За стеной запел Крис де Бург о «женщине в красном». К концу второго куплета в мелодию начали вторгаться привычные стоны соседки и ритмичное поскрипывание дивана.
«Ну, вот, эта шалава Лизка опять до утра стонать будет. Когда только замуж ее кто-нибудь возьмет. Ни стыда, ни совести… Каждый день мужиков водит», – сварливым голосом привычно проворчала Ираида Вольдемаровна.
Соседка Лиза жила в соседней комнате. Раньше в этой комнате она жила с родителями, но после того, как Елизавета поступила в университет и пообещала стать известным журналистом, отец и мать со спокойной душой переехали в центр города. Лиза была далеко не самой умной девушкой, но с совершенно необоснованными социальными амбициями, видимо, из-за устойчивой репутации первой красавицы двора, школы, факультета. И, пользуясь преимуществами всегда свободной собственной жилплощади, вела, мягко говоря, легкомысленный образ жизни. Любой интересный мужчина, попадающий в поле ее зрения, автоматически попадал к ней домой и практически сразу на скрипящий диван. Под любимый сборник романтических мелодий Лиза демонстрировала счастливому избраннику весь набор эротических упражнений и диапазон своих стонов, всхлипов, упоминая то мать, то мадонну, то бога, срываясь на высокие частоты. Как правило, этот радиоспектакль продолжался за полночь, и Лизе было абсолютно все равно, что подумают ее соседи.
Ираида Вольдемаровна, замотанная безденежьем женщина, давно забывшая радости плотских утех после смерти мужа, считала, что так громко выражать свои эмоции хорошо воспитанная девушка из приличной семьи не должна. Так думать ей позволяли детские и юношеские воспоминания о бабушке, матери, Петербурге. Дело в том, что Ираида Вольдемаровна была коренной, как говорили в семье, жительницей Петербурга, точнее, Ленинграда, точнее, Санкт – Петербурга. Промотавшись больше десятка лет с мужем по гарнизонам и осев в провинциальном городке, Ираида Вольдемаровна так и не смогла привыкнуть к отсутствию в городе Исаакиевского собора, Невского, Эрмитажа. Она вообще считала, что жизнь жестоко обошлась с ней, превратив ее во вдову с ребенком – инвалидом на руках. Единственным своим козырем она считала свое дворянское происхождение и соответствующее воспитание, о чем не забывала напоминать всем коллегам в библиотеке и соседям по коммунальной квартире.

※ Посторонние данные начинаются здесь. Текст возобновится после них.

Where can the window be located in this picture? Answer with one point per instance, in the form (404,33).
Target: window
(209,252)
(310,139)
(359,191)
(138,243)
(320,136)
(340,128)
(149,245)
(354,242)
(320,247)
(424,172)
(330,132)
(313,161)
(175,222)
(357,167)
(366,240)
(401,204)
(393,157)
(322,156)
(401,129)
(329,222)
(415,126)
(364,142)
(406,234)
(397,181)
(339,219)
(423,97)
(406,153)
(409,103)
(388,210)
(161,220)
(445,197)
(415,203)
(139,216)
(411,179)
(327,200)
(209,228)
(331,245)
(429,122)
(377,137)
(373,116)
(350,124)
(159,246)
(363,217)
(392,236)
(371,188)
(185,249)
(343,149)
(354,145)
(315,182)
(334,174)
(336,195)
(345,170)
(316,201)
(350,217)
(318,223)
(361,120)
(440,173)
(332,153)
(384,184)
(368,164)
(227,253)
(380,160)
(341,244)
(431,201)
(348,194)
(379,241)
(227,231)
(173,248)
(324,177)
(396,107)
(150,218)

В коммуналке было три комнаты, в одной жила гулена Лизка, в другой – Ираида Вольдемаровна с дочерью Ниной, а в третьей – очень простая семья – Вера с мужем Петей и двумя ребятишками – погодками Ванькой и Аленкой. Вера была «некрасовская» дородная деревенская баба, принципиально не умевшая разговаривать тихо и на «вы». Петр был родом откуда – то с Украины или Белоруссии и работал строителем. Его единственной выдающейся чертой Ираида Вольдемаровна считала неумеренное пьянство, которое на самом деле выражалось в двух степенях опьянения – «относительной» и «абсолютной». В относительной степени Петр приходил домой сам, громко ругал правительство, жену, детей, устраивал обязательный скандал, иногда с мордобитием, и засыпал, оглашая всю квартиру мужицким храпом. В абсолютной степени опьянения Петьку притаскивал кто-нибудь из друзей – собутыльников и оставлял в общем коридоре квартиры. Вера, баба здоровая, по сравнению с мужем и вовсе мощная, привычно перетаскивала кормильца и защитника в комнату и с облегчением вздыхала: «Хоть сегодня без ругачки обошлось». И шла спокойно на кухню готовить ужин ребятишкам, которые боялись родительских скандалов, прячась на всякий случай в комнате у соседей, точнее, у Нины – дочери Ираиды Вольдемаровны.